Kevin Carroll, managing director and associate general counsel at the Securities Industry and Financial Markets Association, said the guidance, frequently asked questions and other material the SEC and the Financial Industry Regulatory Authority Inc., the broker-dealer self-regulator, have generated about Reg BI demonstrates their commitment to it.
“It’s quite a body of work,” Carroll said. “It shows the time, energy and resources the SEC and Finra are putting into Regulation Best Interest to make sure it’s a success.”
But what the SEC sees as success is still a question. The regulation is principles-based.
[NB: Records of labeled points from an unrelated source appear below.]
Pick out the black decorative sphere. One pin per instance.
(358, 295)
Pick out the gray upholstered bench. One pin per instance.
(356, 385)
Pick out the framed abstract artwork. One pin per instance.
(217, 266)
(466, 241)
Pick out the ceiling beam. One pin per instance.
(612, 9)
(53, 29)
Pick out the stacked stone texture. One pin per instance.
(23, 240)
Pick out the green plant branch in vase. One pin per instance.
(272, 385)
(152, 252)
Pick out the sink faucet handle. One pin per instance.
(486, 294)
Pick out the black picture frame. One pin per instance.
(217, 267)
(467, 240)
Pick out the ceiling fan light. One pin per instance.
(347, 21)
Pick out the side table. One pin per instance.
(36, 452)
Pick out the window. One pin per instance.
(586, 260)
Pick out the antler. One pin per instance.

It doesn’t specify, for instance, how financial firms must mitigate conflicts of interest and doesn’t spell out how they must assess reasonably available alternatives when making customer recommendations.
“It may be helpful for the SEC to give more guidance about what their expectations are,” said Mark Quinn, director of regulatory affairs at Cetera Financial Group.
When Barbara Roper, a longtime investor advocate and Hauptman’s predecessor at CFA, joined Gensler’s senior staff last August, expectations rose that a tougher Reg BI was on the way. So far, it hasn’t arrived.
“It’s a huge and unwieldy institution,” Hauptman said of the SEC, where he was recently counsel to SEC Commissioner Caroline Crenshaw. “No one person can right the ship overnight. [Gensler’s] regulatory agenda is ambitious, and there are only so many fights you can pick.”
But the agency can still put more bite into Reg BI.
“The SEC has all the authority it needs to ensure that financial professionals provide recommendations in their customers’ best interests, it just needs the will to enforce its rules,” Hauptman said.
The SEC is on the right track with Reg BI, Carroll said.
“To the extent you leave it principles-based and grow through guidance and examination, we’ll end up in a pretty good place,” he said.